China’s carbon market caps were crafted using a “bottom-up” strategy. The government set carbon-intensity targets (benchmarks) for companies, which then calculated their absolute carbon emissions allowances based on actual output. These individual allowances were combined to form the market’s overall carbon emissions cap. This ingenious approach has not only proven successful in China but has also inspired similar strategies in emerging economies like India and Indonesia, as well as in Canadian provincial markets. The EU carbon market, after 2021, also incorporated a method to adjust allowances based on carbon intensity per product, enhancing its traditional absolute allowance system.

China’s regional carbon markets have continually evolved, extending their reach from power generation and industry to include public buildings, shipping, public transport, and data centers. This expansion offers a treasure trove of insights, especially in collecting emissions data from diverse sectors. By widening the scope of its carbon markets, China has amassed invaluable experience that can guide global efforts.

Another bold move by China is its inclusion of “scope 2” emissions—indirect emissions—within its carbon markets. Unlike the largely deregulated electricity and heat markets in the EU and US, China’s prices are still regulated, making it tough for energy providers to transfer carbon costs to consumers. By covering scope 2 emissions, China incentivizes energy efficiency, prompting organizations to save on electricity and heat.

Globally, carbon markets are increasingly embracing more sectors and emission sources, influenced by China’s pioneering efforts. The EU and UK carbon markets now cover shipping, while markets in India, Thailand, and Japan are incorporating indirect emissions. This global shift underscores a growing appreciation for innovative and flexible carbon trading models that can effectively address the multifaceted challenge of climate change.

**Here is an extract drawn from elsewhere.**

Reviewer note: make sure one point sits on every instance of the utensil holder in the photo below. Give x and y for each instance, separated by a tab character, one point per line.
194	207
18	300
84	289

A bustling urban skyline in China, illustrating the country's dynamic approach to carbon market innovation and sustainable urban development.

China’s Blueprint Guiding Emerging Economies Toward Sustainable Success

The clock is ticking for the world to meet the Paris Agreement’s ambitious goal of limiting global temperature rise to 1.5°C above pre-industrial levels. With last year being the hottest on record and the World Meteorological Organization confirming that we are perilously close to exceeding 1.5°C, urgent action is needed. This calls for accelerated and robust emissions reductions globally, particularly in emerging economies.

The global carbon market is poised to play a pivotal role in this endeavor. It’s crucial to develop carbon market models tailored to the unique needs of emerging economies, rather than waiting for these economies to mature before implementing such systems.

China, the world’s largest emerging economy, offers valuable lessons. Its experience is already being applied in new carbon markets in countries like India and Indonesia. China’s current challenges—rising emissions, unstable business statistics, limited personnel capacity, nascent power and energy marketization, and an underdeveloped financial system—mirror those faced by many emerging economies.

China’s carbon markets strike a delicate balance between addressing climate change and fostering economic development. By promoting the adoption of low-carbon technologies, China provides a blueprint for other emerging economies. This approach not only helps establish a global carbon price but also guides the formation and evolution of carbon markets worldwide.

Moreover, government revenues generated from carbon markets in emerging economies can significantly enhance public welfare. These funds can be invested in low-carbon industries, spurring economic development and improving livelihoods in sustainable ways. China’s model demonstrates how emerging economies can leverage carbon markets to drive both environmental and economic progress, offering a pathway to a greener and more prosperous future.